Who Is to Blame?

Description

My father would pick me up from my grandmother’s house every day. One day when I was six, he didn’t show up. Later that day, my mother told me he went to “school.” I believed

it for a while. A year of two later I caught on. I found out he was in jail. When I spoke on the phone with him he would constantly say “I’ll be home soon.” I believed him till five years passed. I was eleven years old. Every birthday I would receive a letter from him. Every letter I read, I began to cry. The feeling of an absent father is really hard to deal with. I always dreamed of attending a father–daughter dance, but there can’t be a father–daughter dance without the father. I miss the hugs and kisses that I used to get. Nine years of an absent father really hurts. I almost feel as if I was ABANDONED. I feel that it’s his fault, why I am missing a part of my heart that hasn’t been completely developed. Then again, people make mistakes. I won’t give up on him; neither would I throw him under the bus.

My mother constantly tells me how much he didn’t do for me. No child like me wants to hear their parent trying to bring up negative things about someone they truly love. I hate when people call him a deadbeat. I feel he tries. He says he will improve when he gets home. I have hope. I truly love my father, whether he has been here or not. One day I will grow up to have children.

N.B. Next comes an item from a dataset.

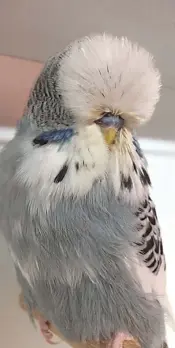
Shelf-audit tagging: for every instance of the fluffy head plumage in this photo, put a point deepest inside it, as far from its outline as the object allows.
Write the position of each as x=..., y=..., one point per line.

I would do anything to make sure they won’t go through what I’m going through now.

Author Bio

Antisha Townsend

Antisha Townsend wrote this piece in a special workshop at Touro Law Center, in 2013 when a small group of students from Central Islip High School came together each week with Barbara Allan, founder of Prison Families Anonymous, Rachel Wiener, their school counselor, and Erika Duncan, founder and director of Herstory Writers Network to use guided memoir writing to explore what it was like to have a parent in prison.  After working together for several months, they decided to create a book, All I Ever Wanted: Stories of Children of the Incarcerated.